Logo Questions Linux Laravel Mysql Ubuntu Git Menu
 

Matlab - Speeding up a Nested For Loop

Tags:

matlab

A simple question, but I'm not so great with MATLAB. I have vectors x, (n x 1) y, (m x 1) and w = [x;y]. I want to define M (n+m x 1) as M(i) = number of elements of x that are less than or equal to w(i) (w is sorted). This just isn't cutting it:

N = n + m;
M = zeros(N,1);
for i = 1:N
  for j = 1:n
    if x(j) <= w(i)
      M(i) = M(i) + 1;
    end
  end
end

It's not a particularly smart way to do it, and some of my data vectors m and n are around 100000.

Thanks!

like image 446
user327301 Avatar asked Jan 06 '10 22:01

user327301


2 Answers

This may look cryptic, but it should give you the same result as your nested loops:

M = histc(-x(:)',[-fliplr(w(:)') inf]);
M = cumsum(fliplr(M(1:N)))';

The above assumes w has been sorted in ascending order.

Explanation

Your sorted vector w can be thought of as bin edges to use in creating a histogram with the HISTC function.

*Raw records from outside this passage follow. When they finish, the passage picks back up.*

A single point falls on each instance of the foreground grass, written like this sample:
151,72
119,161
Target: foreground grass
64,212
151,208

Once you count the number of values that fall in each bin (i.e. between the edges), a cumulative sum over those bins using the CUMSUM function will give you your vector M. The reason the above code looks so messy (with negations and the function FLIPLR in it) is because you want to find values in x less than or equal to each value in w, but the function HISTC bins data in the following way:

n(k) counts the value x(i) if edges(k) <= x(i) < edges(k+1).

Notice that less than is used for the upper limit of each bin. You would want to flip the behavior so that you bin according to the rule edges(k) < x(i) <= edges(k+1), which can be achieved by negating the values to be binned, negating the edges, flipping the edges (since the edge input to HISTC must be monotonically nondecreasing), and then flipping the bin counts returned. The value inf is used as an edge value to count everything less than the lowest value in w in the first bin.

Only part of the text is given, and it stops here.